Mais il n’avait toujours pas de pantalon. Donc pas de cigarettes.

Magalie Pierce qui avait observé toute la scène depuis la passerelle supérieure du vaisseau se pinçait fermement les lèvres pour ne pas rire. Un gloussement lui échappa cependant lorsqu’elle vit Richard regarder tout autour de lui comme un chiot apeuré qu’on vient de ramener à la maison pour la première fois et qui ne comprend rien à ce qui se passe. Lorsque le brigadier passa aux côté de son lieutenant, Maggie lui glissa un mot :

« Je t’avais pourtant dit d’y aller doucement avec lui.

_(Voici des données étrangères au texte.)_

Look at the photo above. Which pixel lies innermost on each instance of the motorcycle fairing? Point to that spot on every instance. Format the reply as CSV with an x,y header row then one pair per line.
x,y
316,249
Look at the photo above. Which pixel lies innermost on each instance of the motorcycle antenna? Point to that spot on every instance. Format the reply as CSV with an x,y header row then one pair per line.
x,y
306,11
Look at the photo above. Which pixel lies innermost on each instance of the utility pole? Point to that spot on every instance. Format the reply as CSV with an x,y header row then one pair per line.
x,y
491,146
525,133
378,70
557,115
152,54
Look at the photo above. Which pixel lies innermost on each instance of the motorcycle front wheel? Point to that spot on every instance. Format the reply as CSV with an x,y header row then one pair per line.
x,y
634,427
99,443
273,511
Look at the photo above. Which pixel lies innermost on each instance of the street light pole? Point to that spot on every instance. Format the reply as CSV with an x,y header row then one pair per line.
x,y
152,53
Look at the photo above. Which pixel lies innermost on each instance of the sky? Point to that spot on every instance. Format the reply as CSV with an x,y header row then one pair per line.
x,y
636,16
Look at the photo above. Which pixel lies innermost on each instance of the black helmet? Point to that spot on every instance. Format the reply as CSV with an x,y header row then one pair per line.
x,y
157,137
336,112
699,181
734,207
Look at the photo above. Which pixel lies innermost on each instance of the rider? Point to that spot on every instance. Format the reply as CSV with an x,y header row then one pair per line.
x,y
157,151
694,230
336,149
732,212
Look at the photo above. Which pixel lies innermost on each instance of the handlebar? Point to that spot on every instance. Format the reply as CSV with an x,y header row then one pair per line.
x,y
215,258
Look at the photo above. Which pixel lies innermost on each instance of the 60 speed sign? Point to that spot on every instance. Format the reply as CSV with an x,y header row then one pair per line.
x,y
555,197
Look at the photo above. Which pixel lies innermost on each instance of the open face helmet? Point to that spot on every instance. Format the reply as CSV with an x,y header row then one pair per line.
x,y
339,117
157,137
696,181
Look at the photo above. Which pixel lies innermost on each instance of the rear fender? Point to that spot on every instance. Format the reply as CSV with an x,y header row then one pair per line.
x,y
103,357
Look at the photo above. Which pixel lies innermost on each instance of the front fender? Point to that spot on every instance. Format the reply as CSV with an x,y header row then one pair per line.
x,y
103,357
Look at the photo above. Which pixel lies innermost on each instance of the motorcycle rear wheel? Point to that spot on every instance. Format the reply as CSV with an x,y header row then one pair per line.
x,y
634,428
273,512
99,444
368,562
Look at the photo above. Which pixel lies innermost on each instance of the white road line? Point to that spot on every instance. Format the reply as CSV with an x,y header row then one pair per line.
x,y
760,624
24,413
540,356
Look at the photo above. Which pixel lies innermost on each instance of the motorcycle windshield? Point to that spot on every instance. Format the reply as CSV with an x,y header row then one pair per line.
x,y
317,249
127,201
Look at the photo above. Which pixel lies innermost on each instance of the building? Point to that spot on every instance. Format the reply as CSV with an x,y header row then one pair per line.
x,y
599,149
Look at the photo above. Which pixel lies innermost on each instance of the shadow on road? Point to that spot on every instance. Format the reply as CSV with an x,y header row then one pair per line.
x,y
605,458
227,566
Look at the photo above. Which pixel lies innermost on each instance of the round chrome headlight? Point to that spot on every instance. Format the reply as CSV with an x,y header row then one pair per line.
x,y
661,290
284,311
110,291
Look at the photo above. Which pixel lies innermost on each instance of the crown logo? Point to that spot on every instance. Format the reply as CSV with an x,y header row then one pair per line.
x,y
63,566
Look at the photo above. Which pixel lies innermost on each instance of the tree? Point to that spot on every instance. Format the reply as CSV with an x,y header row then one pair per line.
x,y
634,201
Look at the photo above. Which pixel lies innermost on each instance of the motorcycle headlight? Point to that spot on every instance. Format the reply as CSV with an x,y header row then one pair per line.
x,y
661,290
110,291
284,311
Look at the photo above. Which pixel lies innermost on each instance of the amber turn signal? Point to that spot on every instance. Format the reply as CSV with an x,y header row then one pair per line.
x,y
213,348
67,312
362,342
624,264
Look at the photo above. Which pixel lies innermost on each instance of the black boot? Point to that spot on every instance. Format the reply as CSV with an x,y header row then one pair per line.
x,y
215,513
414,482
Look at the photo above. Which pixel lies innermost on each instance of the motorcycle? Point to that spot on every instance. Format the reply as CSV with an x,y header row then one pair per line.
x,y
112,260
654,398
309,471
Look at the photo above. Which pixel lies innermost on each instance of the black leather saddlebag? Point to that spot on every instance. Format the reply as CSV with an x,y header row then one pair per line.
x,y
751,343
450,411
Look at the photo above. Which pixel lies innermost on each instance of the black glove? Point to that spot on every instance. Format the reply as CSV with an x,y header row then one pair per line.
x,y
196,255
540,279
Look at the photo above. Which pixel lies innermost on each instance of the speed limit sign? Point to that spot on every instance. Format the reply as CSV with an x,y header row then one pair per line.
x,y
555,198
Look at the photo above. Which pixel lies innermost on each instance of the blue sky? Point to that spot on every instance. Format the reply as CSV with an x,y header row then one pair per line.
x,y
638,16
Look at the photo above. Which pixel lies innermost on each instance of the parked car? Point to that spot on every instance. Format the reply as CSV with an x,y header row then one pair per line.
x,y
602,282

C’est un terrien, et c’est dur la première fois, insista-t-elle en faisant allusion aux pouvoirs de persuasion de l’homme. »

Ce dernier haussa les épaules avec désinvolture avant d’offrir un sourire malicieux à sa supérieure du genre qui voulait tout dire : Maggie n’avait pas le droit de dire à ses subalternes de secouer un peu les témoins, mais elle ne l’avait jamais interdit non plus. L’implicite, ah, quel cadeau !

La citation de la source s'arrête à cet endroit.